Prosecutors claimed that the teen’s “natural causes” death probably resulted from his meningitis and not from the police blows, choking or repeated use of the Taser. Given the fact that meningitis attacks the brain and spine, making those organs particularly vulnerable, the claims of prosecutors dismissing the impact of police force in that teen’s death seems quite a stretch. Baltimore activists held protests over that teen’s death weeks before the April 2015 police death of Freddie Gray –- the fatal encounter that triggered the recent rebellion/riot.
If past practice is any predictor of the future, that rebellion/riot in Baltimore will produce impassioned rhetoric from officials but few substantive reforms.

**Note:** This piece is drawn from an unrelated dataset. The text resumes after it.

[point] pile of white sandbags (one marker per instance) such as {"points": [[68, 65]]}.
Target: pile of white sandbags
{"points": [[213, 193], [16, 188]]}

Maryland police unions, this year, successfully lobbied the state legislature to strip two key provisions from police reform legislation: a civilian review process and state prosecutors investigating all killings by police. Those provisions mirror reform recommendations released weeks ago by the police practices commission President Obama appointed last year in the wake of riots in Ferguson, Missouri following the fatal shooting of Michael Brown.
Maryland police union officials and their confederates in the legislature claimed the current system of police policing themselves is working well –- an assertion that many across Baltimore and beyond see as laughable.
The day after authorities announced indictments against the six Baltimore police officers involved in the fatal arrest of Freddie Gray, I took my grandson for a walk along the Chesapeake Bay. Our conversation returned to computer games, with him telling me about the You Tube site he and four buddies are building.
I did provide some tips to my grandson about how to handle himself if he has an encounter with police – reinforcing what his mother has told him repeatedly. He agreed with me that using his head and not his mouth was a better approach. Yet I kept coming back to this scary reality: the arbitrary nature of lawlessness by police could put a cop’s bullet in the back of him or me at anytime.